In [1]:
import os
while  not 'juxtorpus' in os.listdir():
    os.chdir('../')
assert 'juxtorpus' in os.listdir(), f"Working directory should be at juxtorpus. But at {os.getcwd()}"
f"Working directory: {os.getcwd()}"

'Working directory: /Users/hcha9747/workspace/juxtorpus'

# Intro to Juxtorpus
Juxtorpus is a project that is designed for you to do corpus analysis work in an easy and seamless manner.


The main concept is to have a 'Corpus' unit that you can explore by yourself and pass it along to other corpus analysis tools that are being developed.
A major feature of the Corpus unit is the ability to slice them freely depending on your meta data.

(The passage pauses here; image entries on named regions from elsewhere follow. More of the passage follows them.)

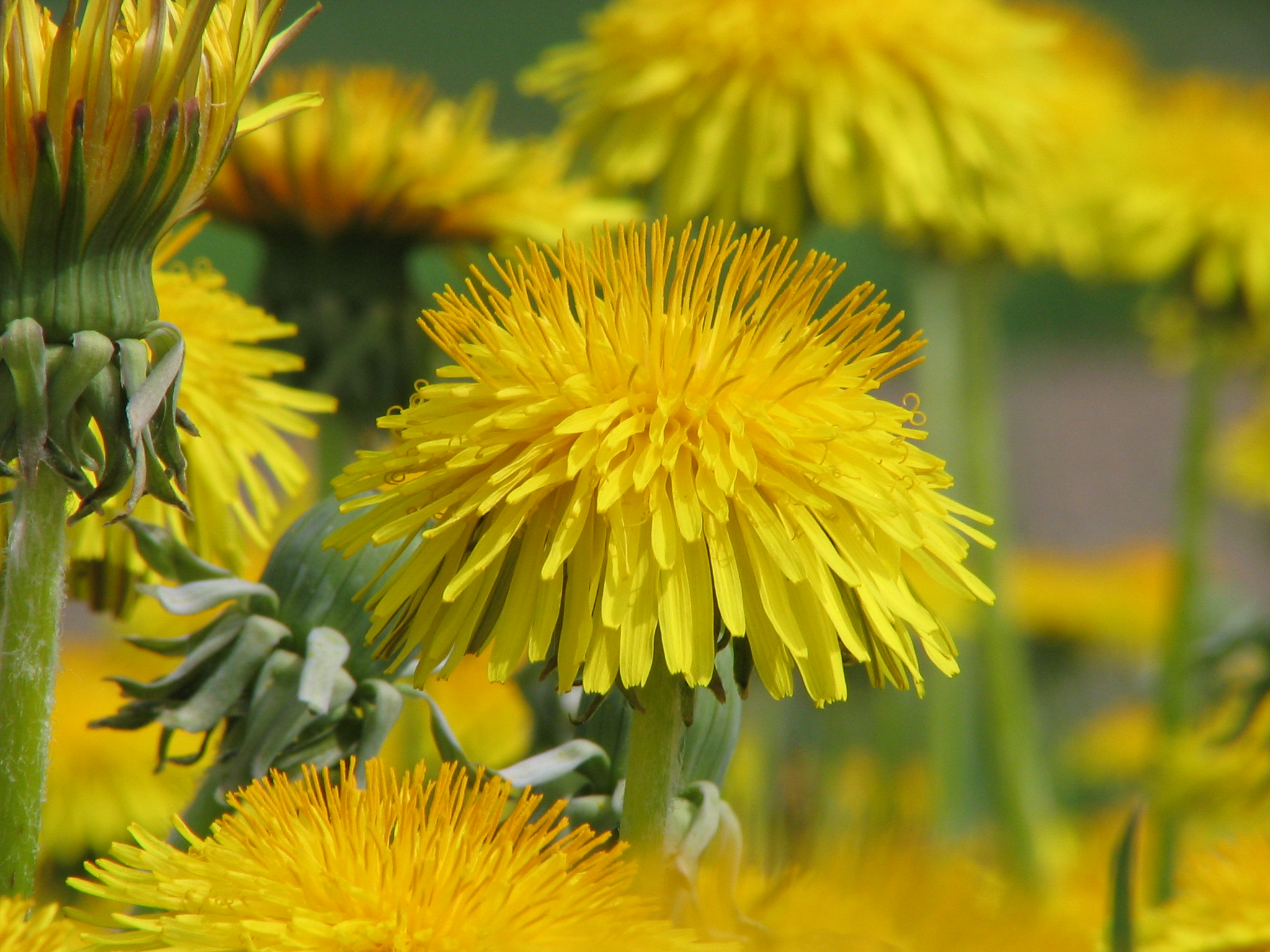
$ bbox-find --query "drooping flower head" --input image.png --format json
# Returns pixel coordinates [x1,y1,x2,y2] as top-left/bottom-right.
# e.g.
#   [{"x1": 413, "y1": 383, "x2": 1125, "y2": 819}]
[
  {"x1": 0, "y1": 0, "x2": 313, "y2": 515},
  {"x1": 0, "y1": 896, "x2": 82, "y2": 952},
  {"x1": 0, "y1": 222, "x2": 335, "y2": 613},
  {"x1": 327, "y1": 223, "x2": 992, "y2": 703},
  {"x1": 522, "y1": 0, "x2": 1052, "y2": 250},
  {"x1": 73, "y1": 760, "x2": 730, "y2": 952},
  {"x1": 208, "y1": 68, "x2": 636, "y2": 425}
]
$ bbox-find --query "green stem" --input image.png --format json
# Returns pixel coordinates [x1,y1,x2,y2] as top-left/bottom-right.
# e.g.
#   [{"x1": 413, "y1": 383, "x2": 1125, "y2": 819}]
[
  {"x1": 1155, "y1": 330, "x2": 1222, "y2": 902},
  {"x1": 0, "y1": 465, "x2": 66, "y2": 895},
  {"x1": 621, "y1": 647, "x2": 683, "y2": 894},
  {"x1": 962, "y1": 268, "x2": 1055, "y2": 886}
]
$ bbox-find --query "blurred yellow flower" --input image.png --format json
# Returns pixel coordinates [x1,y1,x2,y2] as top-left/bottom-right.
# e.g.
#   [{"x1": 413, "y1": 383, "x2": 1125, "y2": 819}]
[
  {"x1": 522, "y1": 0, "x2": 1053, "y2": 252},
  {"x1": 327, "y1": 223, "x2": 992, "y2": 703},
  {"x1": 1117, "y1": 76, "x2": 1270, "y2": 316},
  {"x1": 40, "y1": 637, "x2": 200, "y2": 873},
  {"x1": 50, "y1": 224, "x2": 335, "y2": 612},
  {"x1": 0, "y1": 896, "x2": 84, "y2": 952},
  {"x1": 73, "y1": 760, "x2": 722, "y2": 952},
  {"x1": 1006, "y1": 545, "x2": 1176, "y2": 655},
  {"x1": 208, "y1": 68, "x2": 637, "y2": 253}
]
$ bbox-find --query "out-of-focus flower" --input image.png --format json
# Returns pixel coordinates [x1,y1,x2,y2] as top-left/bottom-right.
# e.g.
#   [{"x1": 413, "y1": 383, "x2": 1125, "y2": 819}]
[
  {"x1": 522, "y1": 0, "x2": 1053, "y2": 252},
  {"x1": 1117, "y1": 76, "x2": 1270, "y2": 316},
  {"x1": 1006, "y1": 546, "x2": 1176, "y2": 655},
  {"x1": 0, "y1": 0, "x2": 314, "y2": 515},
  {"x1": 38, "y1": 640, "x2": 205, "y2": 873},
  {"x1": 208, "y1": 68, "x2": 639, "y2": 424},
  {"x1": 327, "y1": 223, "x2": 992, "y2": 703},
  {"x1": 0, "y1": 896, "x2": 84, "y2": 952},
  {"x1": 1138, "y1": 832, "x2": 1270, "y2": 952},
  {"x1": 74, "y1": 760, "x2": 736, "y2": 952},
  {"x1": 381, "y1": 655, "x2": 533, "y2": 769},
  {"x1": 208, "y1": 68, "x2": 634, "y2": 251}
]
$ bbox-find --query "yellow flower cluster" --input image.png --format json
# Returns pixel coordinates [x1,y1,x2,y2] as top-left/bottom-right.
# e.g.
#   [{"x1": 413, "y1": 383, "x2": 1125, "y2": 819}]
[
  {"x1": 208, "y1": 68, "x2": 635, "y2": 253},
  {"x1": 73, "y1": 760, "x2": 724, "y2": 952},
  {"x1": 327, "y1": 223, "x2": 992, "y2": 703},
  {"x1": 522, "y1": 0, "x2": 1053, "y2": 250}
]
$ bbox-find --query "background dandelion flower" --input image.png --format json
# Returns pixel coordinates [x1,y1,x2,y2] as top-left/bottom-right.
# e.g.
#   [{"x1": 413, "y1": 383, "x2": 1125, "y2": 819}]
[
  {"x1": 0, "y1": 896, "x2": 76, "y2": 952},
  {"x1": 74, "y1": 760, "x2": 724, "y2": 952},
  {"x1": 522, "y1": 0, "x2": 1053, "y2": 247},
  {"x1": 327, "y1": 223, "x2": 992, "y2": 703}
]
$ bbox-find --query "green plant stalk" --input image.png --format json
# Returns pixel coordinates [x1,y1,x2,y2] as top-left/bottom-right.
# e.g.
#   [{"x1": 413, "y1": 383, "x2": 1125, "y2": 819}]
[
  {"x1": 1152, "y1": 330, "x2": 1222, "y2": 902},
  {"x1": 961, "y1": 267, "x2": 1055, "y2": 888},
  {"x1": 621, "y1": 646, "x2": 683, "y2": 895},
  {"x1": 0, "y1": 465, "x2": 68, "y2": 896}
]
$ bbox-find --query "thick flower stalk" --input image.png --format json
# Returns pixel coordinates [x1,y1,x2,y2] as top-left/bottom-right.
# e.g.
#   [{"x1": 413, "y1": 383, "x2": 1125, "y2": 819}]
[
  {"x1": 327, "y1": 223, "x2": 992, "y2": 863},
  {"x1": 208, "y1": 68, "x2": 636, "y2": 434},
  {"x1": 0, "y1": 0, "x2": 313, "y2": 892},
  {"x1": 73, "y1": 760, "x2": 732, "y2": 952},
  {"x1": 522, "y1": 0, "x2": 1053, "y2": 257}
]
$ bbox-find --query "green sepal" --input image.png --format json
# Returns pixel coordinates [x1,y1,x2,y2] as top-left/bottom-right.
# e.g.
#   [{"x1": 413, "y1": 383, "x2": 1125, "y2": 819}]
[
  {"x1": 0, "y1": 317, "x2": 48, "y2": 481},
  {"x1": 159, "y1": 614, "x2": 291, "y2": 734},
  {"x1": 120, "y1": 515, "x2": 234, "y2": 585}
]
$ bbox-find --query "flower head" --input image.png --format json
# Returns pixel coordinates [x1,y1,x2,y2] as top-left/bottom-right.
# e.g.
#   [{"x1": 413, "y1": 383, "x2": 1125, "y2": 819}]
[
  {"x1": 1117, "y1": 76, "x2": 1270, "y2": 317},
  {"x1": 0, "y1": 896, "x2": 82, "y2": 952},
  {"x1": 74, "y1": 760, "x2": 720, "y2": 952},
  {"x1": 39, "y1": 640, "x2": 205, "y2": 867},
  {"x1": 327, "y1": 223, "x2": 992, "y2": 702},
  {"x1": 523, "y1": 0, "x2": 1052, "y2": 249},
  {"x1": 208, "y1": 68, "x2": 630, "y2": 253}
]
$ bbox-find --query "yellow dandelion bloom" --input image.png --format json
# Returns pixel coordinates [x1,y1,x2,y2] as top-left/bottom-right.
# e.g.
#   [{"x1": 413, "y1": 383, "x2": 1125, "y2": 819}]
[
  {"x1": 56, "y1": 229, "x2": 335, "y2": 608},
  {"x1": 522, "y1": 0, "x2": 1052, "y2": 250},
  {"x1": 1138, "y1": 832, "x2": 1270, "y2": 952},
  {"x1": 73, "y1": 760, "x2": 722, "y2": 952},
  {"x1": 39, "y1": 638, "x2": 205, "y2": 867},
  {"x1": 0, "y1": 896, "x2": 84, "y2": 952},
  {"x1": 326, "y1": 223, "x2": 992, "y2": 703},
  {"x1": 1119, "y1": 76, "x2": 1270, "y2": 316},
  {"x1": 0, "y1": 0, "x2": 311, "y2": 342},
  {"x1": 208, "y1": 68, "x2": 633, "y2": 251}
]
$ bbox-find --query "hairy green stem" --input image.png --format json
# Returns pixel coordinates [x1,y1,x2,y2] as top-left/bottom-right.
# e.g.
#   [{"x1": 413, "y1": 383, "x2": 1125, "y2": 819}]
[
  {"x1": 1153, "y1": 328, "x2": 1222, "y2": 902},
  {"x1": 0, "y1": 465, "x2": 66, "y2": 895},
  {"x1": 621, "y1": 646, "x2": 683, "y2": 894}
]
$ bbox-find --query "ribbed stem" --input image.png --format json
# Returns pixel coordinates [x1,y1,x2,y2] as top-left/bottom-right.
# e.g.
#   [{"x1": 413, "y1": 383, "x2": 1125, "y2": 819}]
[
  {"x1": 621, "y1": 646, "x2": 683, "y2": 895},
  {"x1": 0, "y1": 465, "x2": 68, "y2": 895},
  {"x1": 1155, "y1": 328, "x2": 1222, "y2": 902}
]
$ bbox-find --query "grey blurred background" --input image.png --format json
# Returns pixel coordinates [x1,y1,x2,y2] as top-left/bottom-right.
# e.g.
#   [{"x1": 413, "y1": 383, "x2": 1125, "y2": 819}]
[{"x1": 188, "y1": 0, "x2": 1270, "y2": 602}]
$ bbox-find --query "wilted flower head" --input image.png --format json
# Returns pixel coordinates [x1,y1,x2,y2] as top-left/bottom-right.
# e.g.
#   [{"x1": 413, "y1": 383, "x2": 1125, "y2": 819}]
[
  {"x1": 327, "y1": 223, "x2": 992, "y2": 703},
  {"x1": 208, "y1": 68, "x2": 630, "y2": 253},
  {"x1": 73, "y1": 760, "x2": 722, "y2": 952},
  {"x1": 523, "y1": 0, "x2": 1052, "y2": 250}
]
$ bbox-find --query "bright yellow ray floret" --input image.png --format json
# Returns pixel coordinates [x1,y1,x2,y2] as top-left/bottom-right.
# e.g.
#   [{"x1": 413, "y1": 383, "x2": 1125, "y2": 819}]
[
  {"x1": 0, "y1": 896, "x2": 84, "y2": 952},
  {"x1": 73, "y1": 760, "x2": 732, "y2": 952},
  {"x1": 208, "y1": 68, "x2": 634, "y2": 253},
  {"x1": 522, "y1": 0, "x2": 1053, "y2": 250},
  {"x1": 327, "y1": 223, "x2": 992, "y2": 702}
]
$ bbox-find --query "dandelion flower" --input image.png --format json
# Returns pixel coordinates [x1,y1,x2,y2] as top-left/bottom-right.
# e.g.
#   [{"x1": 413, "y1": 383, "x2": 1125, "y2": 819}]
[
  {"x1": 326, "y1": 223, "x2": 992, "y2": 703},
  {"x1": 73, "y1": 760, "x2": 722, "y2": 952},
  {"x1": 0, "y1": 223, "x2": 335, "y2": 613},
  {"x1": 1119, "y1": 76, "x2": 1270, "y2": 316},
  {"x1": 1138, "y1": 832, "x2": 1270, "y2": 952},
  {"x1": 0, "y1": 0, "x2": 313, "y2": 515},
  {"x1": 0, "y1": 896, "x2": 84, "y2": 952},
  {"x1": 39, "y1": 640, "x2": 205, "y2": 867},
  {"x1": 522, "y1": 0, "x2": 1052, "y2": 250}
]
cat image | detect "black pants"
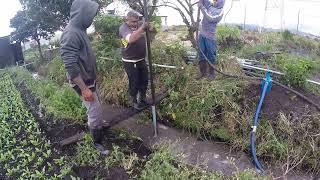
[124,60,149,98]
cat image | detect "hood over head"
[70,0,99,30]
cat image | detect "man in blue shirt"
[198,0,225,80]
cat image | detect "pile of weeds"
[8,68,85,123]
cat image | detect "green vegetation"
[281,30,293,40]
[217,26,242,49]
[9,68,85,123]
[0,75,69,179]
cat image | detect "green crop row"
[0,74,69,179]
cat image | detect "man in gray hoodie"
[60,0,108,154]
[197,0,225,80]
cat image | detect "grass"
[0,75,66,179]
[13,22,320,176]
[88,27,319,171]
[8,68,85,123]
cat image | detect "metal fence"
[223,0,320,36]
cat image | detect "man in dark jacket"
[198,0,225,80]
[119,11,156,110]
[60,0,108,154]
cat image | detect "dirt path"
[104,106,318,180]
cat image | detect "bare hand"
[81,88,94,102]
[142,22,150,30]
[149,24,156,32]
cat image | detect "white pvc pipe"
[241,64,320,86]
[100,57,184,69]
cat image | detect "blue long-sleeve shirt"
[199,0,224,40]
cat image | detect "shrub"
[94,16,123,51]
[276,55,315,87]
[281,30,293,40]
[46,56,67,86]
[217,26,242,48]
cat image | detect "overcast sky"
[0,0,21,37]
[0,0,320,37]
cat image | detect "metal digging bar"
[143,0,158,137]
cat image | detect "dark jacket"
[60,0,99,86]
[200,0,224,40]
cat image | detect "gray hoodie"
[60,0,99,86]
[199,0,225,40]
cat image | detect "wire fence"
[223,0,320,36]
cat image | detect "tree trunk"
[188,27,198,49]
[35,38,44,62]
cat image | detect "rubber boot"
[90,129,109,155]
[130,96,141,111]
[208,64,215,81]
[196,61,207,80]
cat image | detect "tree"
[10,0,111,60]
[159,0,199,48]
[10,10,56,60]
[122,0,159,17]
[123,0,199,48]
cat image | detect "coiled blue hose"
[250,72,272,172]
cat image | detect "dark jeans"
[124,60,148,97]
[199,35,217,64]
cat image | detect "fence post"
[297,9,301,33]
[243,2,247,30]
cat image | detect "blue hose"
[250,72,272,172]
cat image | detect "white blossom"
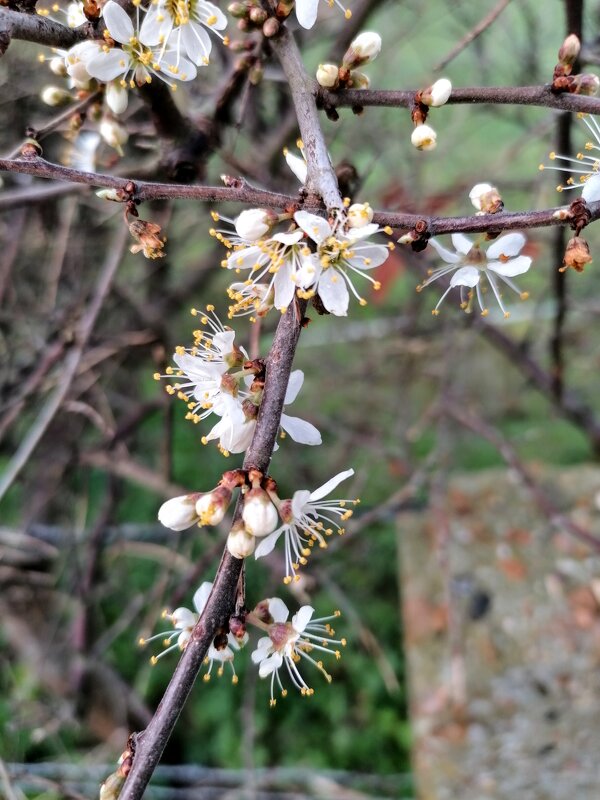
[252,597,346,706]
[296,0,352,28]
[84,0,196,89]
[139,581,248,683]
[140,0,227,66]
[540,114,600,203]
[417,233,531,317]
[254,469,358,583]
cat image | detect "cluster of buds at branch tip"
[552,33,600,96]
[129,219,167,259]
[410,78,452,150]
[469,183,504,215]
[558,236,592,272]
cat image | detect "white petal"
[450,267,480,289]
[254,528,284,558]
[451,233,473,255]
[102,0,134,44]
[488,256,531,278]
[85,47,130,82]
[429,239,461,264]
[310,469,354,500]
[192,581,212,614]
[294,211,332,244]
[486,233,527,261]
[269,597,290,622]
[283,369,304,406]
[581,175,600,203]
[317,267,350,317]
[281,414,322,445]
[296,0,319,28]
[284,150,308,184]
[292,606,315,633]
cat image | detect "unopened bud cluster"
[552,33,600,96]
[317,31,381,91]
[410,78,452,150]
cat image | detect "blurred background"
[0,0,600,800]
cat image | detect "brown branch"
[322,81,600,114]
[433,0,510,72]
[0,158,600,235]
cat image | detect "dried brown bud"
[263,17,279,39]
[558,33,581,67]
[559,236,592,272]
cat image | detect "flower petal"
[488,256,531,278]
[292,606,315,633]
[317,267,350,317]
[294,211,332,244]
[269,597,290,622]
[278,414,323,444]
[450,267,481,289]
[485,233,527,261]
[310,469,354,500]
[296,0,319,29]
[102,0,134,44]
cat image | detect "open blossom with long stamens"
[249,597,346,706]
[254,469,358,583]
[417,233,531,317]
[540,114,600,203]
[139,581,248,683]
[82,0,196,89]
[140,0,227,66]
[296,0,352,28]
[291,211,390,317]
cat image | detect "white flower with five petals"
[417,233,531,317]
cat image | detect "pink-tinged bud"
[568,72,600,97]
[234,208,278,242]
[559,236,592,272]
[469,183,504,214]
[342,31,381,69]
[317,64,340,89]
[410,125,437,150]
[419,78,452,108]
[227,529,256,558]
[242,487,279,537]
[196,486,231,526]
[348,203,373,228]
[158,493,200,531]
[558,33,581,67]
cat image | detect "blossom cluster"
[154,305,321,455]
[211,198,393,319]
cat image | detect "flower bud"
[410,125,437,150]
[234,208,277,242]
[558,33,581,67]
[40,86,73,107]
[317,64,340,89]
[227,529,256,558]
[196,486,231,526]
[419,78,452,108]
[348,203,373,228]
[348,69,371,89]
[99,117,129,156]
[342,31,381,69]
[469,183,504,214]
[48,56,68,78]
[104,81,129,115]
[559,236,592,272]
[242,487,279,537]
[158,494,200,531]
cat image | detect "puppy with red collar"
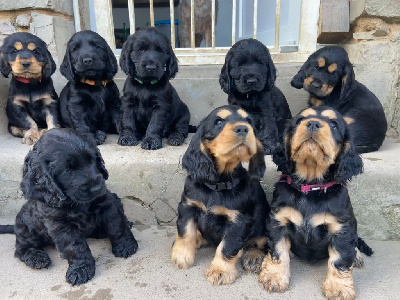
[0,32,60,145]
[259,106,372,299]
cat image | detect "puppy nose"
[82,57,93,66]
[307,121,322,132]
[311,80,321,89]
[233,125,249,137]
[246,78,257,84]
[146,65,157,72]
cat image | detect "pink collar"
[279,174,346,194]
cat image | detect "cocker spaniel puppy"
[60,30,121,145]
[118,28,190,150]
[0,32,60,145]
[291,46,387,153]
[8,129,138,285]
[219,39,292,154]
[171,106,269,285]
[259,106,372,300]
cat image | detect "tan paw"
[242,248,265,274]
[322,276,356,300]
[205,264,238,285]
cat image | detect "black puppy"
[60,30,121,145]
[259,106,372,300]
[0,129,137,285]
[171,105,269,284]
[291,46,387,153]
[118,28,190,150]
[0,32,60,145]
[219,39,292,154]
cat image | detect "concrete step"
[0,135,400,240]
[0,226,400,300]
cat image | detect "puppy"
[171,106,269,285]
[8,129,137,285]
[118,28,190,150]
[259,106,372,300]
[179,0,218,48]
[60,30,121,145]
[291,46,387,153]
[0,32,60,145]
[219,39,292,154]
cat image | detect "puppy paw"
[94,130,107,145]
[242,248,265,274]
[66,258,96,285]
[118,133,139,146]
[23,249,51,269]
[205,263,238,285]
[112,234,138,258]
[168,132,185,146]
[141,136,162,150]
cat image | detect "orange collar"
[81,78,113,86]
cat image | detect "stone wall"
[0,0,75,134]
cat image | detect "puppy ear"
[290,62,307,89]
[334,128,363,182]
[60,46,75,81]
[219,53,232,94]
[266,57,276,91]
[96,147,108,180]
[167,47,178,79]
[249,140,266,180]
[340,62,356,102]
[0,47,11,78]
[43,50,57,78]
[119,35,136,77]
[104,41,118,79]
[182,126,219,182]
[21,149,67,207]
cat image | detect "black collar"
[204,178,240,192]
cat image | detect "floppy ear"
[167,47,178,79]
[119,35,136,77]
[249,140,266,180]
[290,62,307,89]
[60,46,75,81]
[182,126,219,182]
[21,150,67,207]
[219,53,231,94]
[334,128,363,182]
[340,62,356,102]
[43,50,57,78]
[104,41,118,79]
[266,57,276,91]
[96,147,108,180]
[0,47,11,78]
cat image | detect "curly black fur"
[219,39,292,154]
[118,28,190,150]
[3,129,138,285]
[60,30,121,145]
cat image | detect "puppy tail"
[0,225,15,234]
[357,237,374,256]
[189,125,197,133]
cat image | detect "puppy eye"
[215,119,225,127]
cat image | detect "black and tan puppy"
[219,39,292,154]
[0,32,60,145]
[60,30,121,145]
[118,28,190,150]
[291,46,387,153]
[259,106,372,300]
[171,106,269,284]
[0,129,137,285]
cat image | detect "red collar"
[279,174,346,194]
[15,76,42,83]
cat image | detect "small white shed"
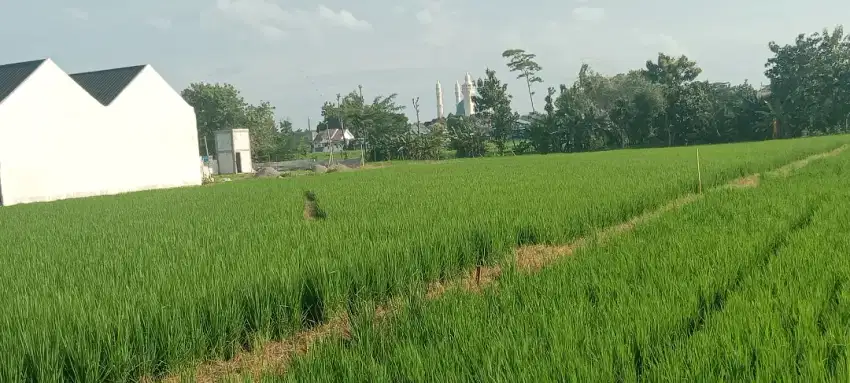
[0,59,202,206]
[215,129,254,174]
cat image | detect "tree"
[502,49,543,112]
[180,82,247,153]
[642,53,702,146]
[472,69,519,155]
[446,114,487,157]
[245,101,279,161]
[765,27,850,138]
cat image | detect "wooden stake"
[697,148,702,194]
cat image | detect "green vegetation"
[286,141,850,382]
[183,27,850,162]
[0,136,850,381]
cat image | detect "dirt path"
[157,145,848,383]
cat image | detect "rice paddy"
[278,143,850,382]
[0,136,850,382]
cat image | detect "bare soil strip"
[157,145,848,383]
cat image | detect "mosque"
[437,72,475,119]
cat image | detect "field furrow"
[648,155,850,381]
[270,143,850,381]
[0,136,850,382]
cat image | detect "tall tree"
[642,53,702,146]
[473,68,519,155]
[502,49,543,112]
[180,82,248,153]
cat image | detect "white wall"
[0,60,108,205]
[215,129,254,174]
[0,60,202,205]
[105,66,203,192]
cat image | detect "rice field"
[0,136,850,382]
[281,143,850,382]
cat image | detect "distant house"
[0,59,202,206]
[313,129,354,153]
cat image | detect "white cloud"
[202,0,372,40]
[573,6,605,22]
[318,4,372,30]
[65,8,89,20]
[146,17,171,31]
[638,32,690,56]
[416,9,434,25]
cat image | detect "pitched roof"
[0,59,46,102]
[71,65,145,106]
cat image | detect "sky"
[0,0,850,129]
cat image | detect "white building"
[0,59,202,206]
[437,72,475,118]
[312,128,354,153]
[215,129,254,174]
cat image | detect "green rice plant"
[648,156,850,382]
[0,136,850,382]
[278,143,850,382]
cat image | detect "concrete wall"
[0,60,202,206]
[0,60,112,205]
[105,66,202,191]
[215,129,254,174]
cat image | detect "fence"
[254,158,360,172]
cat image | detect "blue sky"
[0,0,850,128]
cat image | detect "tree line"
[183,26,850,160]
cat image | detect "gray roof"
[0,59,45,102]
[71,65,145,106]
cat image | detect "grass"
[0,136,850,382]
[282,143,850,382]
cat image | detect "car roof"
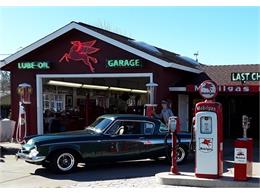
[100,114,158,121]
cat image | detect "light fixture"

Juxtorpus is one of those tools that you can pass a Corpus unit into to *juxtapose* two corpus.

### This Workshop:
1. Create a Corpus using the CorpusBuilder
2. Create a Corpus from a dataframe
3. Slicing the Corpus.
4. Referencing parent Corpus from subcorpus.
5. Adding the corpus into a Corpora.

### 1. Creating a Corpus using CorpusBuilder

In [2]:
from juxtorpus.corpus import Corpus, CorpusBuilder

path = './notebooks/demos/Sample_Auspol_Tweets.xlsx'
builder = CorpusBuilder(path)
builder.summary()   # Let's look at the summary of the builder

All Columns,created_at,from_user_name,id,lang,location,possibly_sensitive,retweet_count,source,text,tweet_type
Text,,,,,,,,,,
Meta,,,,,,,,,,
Dtype,,,,,,,,,,


In [3]:
builder.head()    # Let's do a preview of the data

Unnamed: 0,id,created_at,from_user_name,source,location,text,retweet_count,lang,possibly_sensitive,tweet_type
0,1403753011973956096,2021-06-12 16:36:13,mydirtyhotel,,"Toronto, CANADA",The latest My Dirty Hotel! https://t.co/9EpRbf...,0,en,0,Original
1,1498336572021772032,2022-02-28 16:37:31,sapienbloom,Twitter for Android,,RT @SaintFrankly: Good use of @ScottMorrisonMP...,0,en,0,Retweet
2,1481468339885342976,2022-01-13 03:29:11,shayne_chester,Twitter Web App,potts point,RT @cas_bar000: #novaxdjokovic #Asylum #HomeTo...,0,und,1,Retweet


In [4]:
# Now let's add all the meta data we want in our corpus.
builder.add_metas('created_at', dtypes='datetime')
builder.add_metas(['lang', 'source', 'tweet_type'], dtypes='category')
builder.add_metas(['from_user_name', 'retweet_count'], dtypes=['str', 'int'], lazy=False)
builder.add_metas('id')  # i.e. dtype is automatic
builder.add_metas('location', dtypes=None)  # i.e. dtype is automatic
builder.summary()

All Columns,created_at,from_user_name,id,lang,location,possibly_sensitive,retweet_count,source,text,tweet_type
Text,,,,,,,,,,
Meta,✅,✅,✅,✅,✅,,✅,✅,,✅
Dtype,datetime,str,inferred,category,inferred,,int,category,,category


In [5]:
builder.set_document_column('text') # set the document column
corpus = builder.build()

In [6]:
corpus.name   # a corpus name is randomly generated. You may also use builder.set_name() to define your own.

'vain-sphere'

In [7]:
corpus.summary()

Unnamed: 0,Unnamed: 1
Corpus Type,Corpus
Number of Documents,50000
Number of Total Words,970725
Size of Vocabulary,52248
mean Words per Document,19
min Words per Document,1
max Words per Document,68
metas,"created_at, lang, source, tweet_type, id, loca..."


In [8]:
corpus.meta  # this can take a bit longer as series are loaded lazily on default (otherwise set lazy=False in add_metas)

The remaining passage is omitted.